CHKDSK - Wikipedia, the free encyclopedia

you need to run chkdsk /f so you know the corruption isn't due to file system or disk corruption.

are you connecting wired or wirelessly? If wireless connect wired and try the download again. If already connected wired see if there is a driver update.


----------



## Agate (Sep 21, 2011)

Wand3r3r said:


> CHKDSK - Wikipedia, the free encyclopedia
> 
> you need to run chkdsk /f so you know the corruption isn't due to file system or disk corruption.
> 
> are you connecting wired or wirelessly? If wireless connect wired and try the download again. If already connected wired see if there is a driver update.


No corruption, I am connecting wired, no driver updates


----------



## Wand3r3r (Sep 17, 2010)

no corruption. does that mean you ran chkdsk? mono answers really don't tell me anything.

anyone else using the same connection/router?
do you send and receive email on this pc?

Here's the deal. We know the source of the files is good. We know the next place to look is from your routers wan port to the storage on the hard disk. We looked at hard disk. If it was wan/lan/nic it should not be just these downloads but everything from web page viewing etc.

You say suddenly zips/programs etc don't complete. Question is what changed. You don't mention that you installed anything or are using a download program. So that leaves us with native windows functions.

Only way I know to repair those is with a repair install of windows.

"I have malewarebytes pro installed along with AVG 2010. I seriously doubt the existence of any malware on my computer. "

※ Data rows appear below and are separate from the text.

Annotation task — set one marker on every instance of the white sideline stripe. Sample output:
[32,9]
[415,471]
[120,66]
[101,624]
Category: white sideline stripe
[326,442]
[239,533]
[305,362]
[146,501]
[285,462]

The question wasn't about your doubts but was did you check. I take your answer to say you have eliminated this as an issue in your mind but did not update the programs and have them do full system checks. If you did this than great. Time to move on to the repair. I not I would suggest you do so first.


----------



## Agate (Sep 21, 2011)

Wand3r3r said:


> no corruption. does that mean you ran chkdsk? mono answers really don't tell me anything.
> 
> anyone else using the same connection/router?
> do you send and receive email on this pc?
> ...


I tried everything you suggested and those suggested by others. The problem isn't in my network because there are people that use the same network as me and don't have this problem. It still doesn't work

I've decided to just give up, and if anyone who's reading this with the same problem, I suggest you either
A: Run a complete reinstall of your OS
B: Download things off a server and copy to your computer (this is what I'm doing now)


----------